At one time she flirted with the idea of physical markers:
Last week I was all for writing you that the shoulder point was no good, for Ruth has square shoulders, but the soft southernish lines in other ways. So does Pelham, and I was placing them both as southern. But I am back again to feeling the physical criteria as sound, and by them and by all the data I can organise at present, Léonie and Ruth are both western . . . And anyway, one can live as long as there is clarity and one feels one’s square position strongly enough. The minute one loses that everything starts slipping again. What amazes me is how anyone has any sense of reality at all without it. I rather doubt if they do. I think we pass over into a new level of integration which is incomparable, but it’s no rock of ages until we get to be a little better diagnosticians.
It was all a dreadful muddle. Mead’s data were also suspect. She worked hard and very quickly, and she certainly paid attention.
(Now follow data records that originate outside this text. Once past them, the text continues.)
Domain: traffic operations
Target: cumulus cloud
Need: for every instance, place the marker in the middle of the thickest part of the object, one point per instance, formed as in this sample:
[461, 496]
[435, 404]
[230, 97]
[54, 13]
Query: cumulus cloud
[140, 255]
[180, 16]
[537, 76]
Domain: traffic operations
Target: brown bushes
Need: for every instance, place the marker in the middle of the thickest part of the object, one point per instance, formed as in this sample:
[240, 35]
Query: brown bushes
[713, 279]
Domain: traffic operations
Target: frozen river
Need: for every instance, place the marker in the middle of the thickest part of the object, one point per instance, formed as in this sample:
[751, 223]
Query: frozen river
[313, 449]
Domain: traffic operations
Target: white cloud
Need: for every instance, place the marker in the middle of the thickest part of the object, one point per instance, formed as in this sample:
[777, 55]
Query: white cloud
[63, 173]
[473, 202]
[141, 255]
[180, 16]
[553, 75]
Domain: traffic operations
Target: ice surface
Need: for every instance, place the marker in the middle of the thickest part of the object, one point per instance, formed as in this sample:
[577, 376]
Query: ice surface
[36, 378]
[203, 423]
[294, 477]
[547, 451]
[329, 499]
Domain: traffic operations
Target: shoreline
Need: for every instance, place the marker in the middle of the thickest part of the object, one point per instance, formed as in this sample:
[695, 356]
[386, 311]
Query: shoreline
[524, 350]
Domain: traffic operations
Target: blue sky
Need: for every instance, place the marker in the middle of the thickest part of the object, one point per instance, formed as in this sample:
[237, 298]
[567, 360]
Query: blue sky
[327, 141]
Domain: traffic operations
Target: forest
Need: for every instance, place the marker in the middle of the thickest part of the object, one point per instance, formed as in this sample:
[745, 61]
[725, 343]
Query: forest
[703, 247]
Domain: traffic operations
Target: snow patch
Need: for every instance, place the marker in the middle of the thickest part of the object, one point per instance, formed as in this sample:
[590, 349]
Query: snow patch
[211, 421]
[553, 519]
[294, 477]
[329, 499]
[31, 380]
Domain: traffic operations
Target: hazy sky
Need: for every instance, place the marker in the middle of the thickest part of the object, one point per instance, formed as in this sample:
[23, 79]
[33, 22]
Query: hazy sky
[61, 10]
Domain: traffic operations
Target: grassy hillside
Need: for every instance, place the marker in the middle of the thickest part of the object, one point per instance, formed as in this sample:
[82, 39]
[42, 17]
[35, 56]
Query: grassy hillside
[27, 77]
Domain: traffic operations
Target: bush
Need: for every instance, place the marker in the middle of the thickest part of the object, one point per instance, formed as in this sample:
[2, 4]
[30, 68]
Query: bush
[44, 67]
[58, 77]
Fortune and Bateson never knew whose pig was dead, she said: ‘I always knew whose pig was dead.’ On the other hand, she conceded that her two husbands were much better linguists than she was. After her death, Derek Freeman launched an attack on her apprentice field study in Samoa, treating it, absurdly, as the foundation on which the whole edifice of 20th-century relativism rested. Certainly by comparison with the contemporary studies of Malinowski – or even of Fortune – her research was patchy and her findings were not always reliable. But perhaps more damaging was her penchant for imposing patterns, putting things into boxes. It was a proclivity that in a sense served her well after the war, when she became an American guru, with neat solutions to every problem, from the legalisation of marijuana to the future of the planet.
In the 1990s a postmodernist movement in American anthropology urged ethnographers to implicate themselves in their studies. Margaret Mead had already done so. Every ethnographic issue and every theoretical problem she addressed was inspired, in large part, by a drive to find out something about herself. Her example is not altogether encouraging, but she makes an interesting subject. These fascinating, beautifully edited letters bring out the unity of her life and her work.